As always, first things first - the girls. (I should just start every post with "FTF" since that's pretty much how I start.) Actually, today's FTF is "the kids."
1. The Elder is a brand spankin' new 7-year old, and don't all gasp loudly now, but that doesn't make me one bit sad. Nope. I'm a big fan for being happy with whatever stage of life you're in, and that means that I've no trouble being thankful for our spunky little kid as she is right now rather than the squishy little squish'um that she was. Plus, our siblings are still popping out their own babies off & on, which mean I love on 'em and hand 'em back with diapers fully loaded. Case in point: This weekend...1 game of chase with toddler nephew and 1 cuddle to sleep time with baby nephew. I lurve it being the aunt.
2. The Younger did what 3-year olds do and tripped on her own puppy feet while walking from point A to point B on the sidewalk, which resulted in some well-and-good skinned knees. After the first 5 minutes of the tears, I tried to pass her off to the boy so that I could continue doing what I needed to do, seeing as how she was going to live and all. And with sobby gasps, she wailed "NOOO! My legs will fall off!" Props to the boy who had to keep a straight face since she was looking at him.
3. While I'm sitting here, I'm watching a mama starling feed her two baby starlings some regurgitated what-have-you's. Those babies look happy, and I don't care how brown a bird you are, when you're all cuddling up with your mommy bird to slurp up some sludgy worminess, it's a pretty sweet moment to spy on.

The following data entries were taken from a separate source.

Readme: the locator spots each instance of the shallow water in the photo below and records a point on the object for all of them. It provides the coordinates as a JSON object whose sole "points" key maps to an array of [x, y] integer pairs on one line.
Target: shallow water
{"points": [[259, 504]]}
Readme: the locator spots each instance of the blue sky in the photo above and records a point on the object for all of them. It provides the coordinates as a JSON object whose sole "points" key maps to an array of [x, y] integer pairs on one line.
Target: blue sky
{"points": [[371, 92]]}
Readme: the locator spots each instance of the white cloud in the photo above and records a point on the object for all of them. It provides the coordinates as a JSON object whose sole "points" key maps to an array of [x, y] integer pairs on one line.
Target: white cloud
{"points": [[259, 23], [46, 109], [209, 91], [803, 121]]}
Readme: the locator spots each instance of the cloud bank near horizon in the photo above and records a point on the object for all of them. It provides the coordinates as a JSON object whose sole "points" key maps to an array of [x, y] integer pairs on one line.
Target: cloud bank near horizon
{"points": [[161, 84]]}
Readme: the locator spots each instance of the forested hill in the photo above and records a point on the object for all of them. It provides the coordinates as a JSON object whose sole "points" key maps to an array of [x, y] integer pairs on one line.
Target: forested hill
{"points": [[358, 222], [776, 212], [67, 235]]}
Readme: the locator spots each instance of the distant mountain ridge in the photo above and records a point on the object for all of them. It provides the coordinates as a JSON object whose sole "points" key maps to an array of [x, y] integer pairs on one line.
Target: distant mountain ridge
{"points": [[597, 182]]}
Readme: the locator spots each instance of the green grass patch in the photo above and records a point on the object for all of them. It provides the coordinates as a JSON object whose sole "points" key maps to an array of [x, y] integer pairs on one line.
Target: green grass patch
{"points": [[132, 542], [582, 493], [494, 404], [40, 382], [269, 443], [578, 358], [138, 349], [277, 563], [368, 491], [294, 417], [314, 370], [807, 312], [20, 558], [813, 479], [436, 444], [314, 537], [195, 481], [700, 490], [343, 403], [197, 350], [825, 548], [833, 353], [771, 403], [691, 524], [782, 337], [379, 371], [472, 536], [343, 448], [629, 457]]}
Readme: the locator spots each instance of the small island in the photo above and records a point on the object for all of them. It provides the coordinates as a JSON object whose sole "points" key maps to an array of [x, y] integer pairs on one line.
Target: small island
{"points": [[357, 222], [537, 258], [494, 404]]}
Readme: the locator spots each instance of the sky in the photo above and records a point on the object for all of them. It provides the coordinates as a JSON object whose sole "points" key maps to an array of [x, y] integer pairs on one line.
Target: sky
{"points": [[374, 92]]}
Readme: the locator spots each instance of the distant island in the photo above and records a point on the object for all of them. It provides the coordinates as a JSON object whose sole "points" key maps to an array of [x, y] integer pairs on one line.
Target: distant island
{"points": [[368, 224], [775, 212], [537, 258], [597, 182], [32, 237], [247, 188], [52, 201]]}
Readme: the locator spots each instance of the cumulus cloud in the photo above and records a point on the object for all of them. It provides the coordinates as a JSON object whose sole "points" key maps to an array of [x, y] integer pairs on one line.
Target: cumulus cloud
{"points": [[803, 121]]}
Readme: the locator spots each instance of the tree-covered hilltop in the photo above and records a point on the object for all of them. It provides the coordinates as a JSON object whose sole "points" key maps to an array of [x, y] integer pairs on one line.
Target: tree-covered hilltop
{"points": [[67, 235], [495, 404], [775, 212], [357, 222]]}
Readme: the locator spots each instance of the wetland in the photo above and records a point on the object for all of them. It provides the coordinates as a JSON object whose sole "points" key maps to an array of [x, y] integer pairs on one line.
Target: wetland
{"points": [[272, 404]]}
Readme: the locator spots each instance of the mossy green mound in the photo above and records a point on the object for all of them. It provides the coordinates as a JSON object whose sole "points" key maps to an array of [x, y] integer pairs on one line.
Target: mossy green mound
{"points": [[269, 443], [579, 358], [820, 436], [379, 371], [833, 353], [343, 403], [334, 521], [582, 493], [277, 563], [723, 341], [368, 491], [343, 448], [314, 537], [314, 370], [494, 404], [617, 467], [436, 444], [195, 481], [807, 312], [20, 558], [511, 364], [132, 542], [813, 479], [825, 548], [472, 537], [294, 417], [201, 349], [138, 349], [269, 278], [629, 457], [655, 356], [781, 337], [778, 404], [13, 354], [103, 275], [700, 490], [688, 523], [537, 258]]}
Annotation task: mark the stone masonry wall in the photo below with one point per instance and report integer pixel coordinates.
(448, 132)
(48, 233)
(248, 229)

***Wrap-up and transition to my main point today (I have nothing clever to take us there, so this'll do).***
I love memoirs. I love them. I have a couple of degrees in literature, and frankly, I don't really get into reading the never ending drivel and bad writing that gets published today. Snobbery, perhaps. But I'll stay within the parameters of the classical literature canon any day. Many a time, I have started [insert name of best seller book] only to slog through 20 pages and groan when I see there are 382 left. What the what, modern day authors? Do we no longer have any grace or art? Must we resort to never ending spare allusions? To saccharine and cloying description that is less clever than horrid in its attempt to be different? [Irony here? Should I take a closer look at my own writings here? Nah. I'm not trying to get you buy in on my rambling. And, no one's clambering to publish it. I shall carry on.]
I'm just not a fan of modern writing. Occasionally, I'll find a nugget that I happily mined out, and those I'm quite happy to pass along to anyone who wants to know what I've been enjoying lately. But it's been so long since that's happened that a few months ago, while scanning the stacks at ye olde library, I realized I had no desire to read any of it. But a good memoir sounded just right, and it has been a mainstay on my nightstand ever since.
Looking back, I see how I have leaned toward memoir-fiction writing through classes and papers and final thesis writing. And since I've started reading memoir exclusively, I have
1. read several memoirs about topics of which I have no knowledge (dogs, a botanist, and living in Tuscany/Italy/Provence).
2. not been unsatisfied even once.
3. re-visited ideas that began when I was an undergraduate about the connection between memoir and healing.
4. pondered writing an article for publication.
5. considered how it relates to educational theory as well as practical applications for the classroom.
In the meantime, I've jotted some notes down, started exploring some databases, and considered how I'm going to integrate more of this approach in my upcoming classes. If you have any thoughts on memoir, please share! That's why we memoir-ize seemingly everything.
But right now, I'm turning this off to attack a 550-piece puzzle because this may be the summer-of-the memoir for me, but I'm declaring this to be the summer-of-the-puzzle for all of us. And it starts today. First up - Lucky the cat canoodling with Coco the cockatoo. It's a lovely way to spend some downtime with the girls, no sugar or devices involved.
However, the light of reading still shines bright in my early inevitably, memoir has interest and (almost certainly) a lack of lame dialogue.
1 comment:
I love a good memoir. I just finished reading a recently published fiction book. And while I quite enjoyed the storyline and even the narrative voice I will not recommend it or the author because I found no less than 3 typos. Ugh.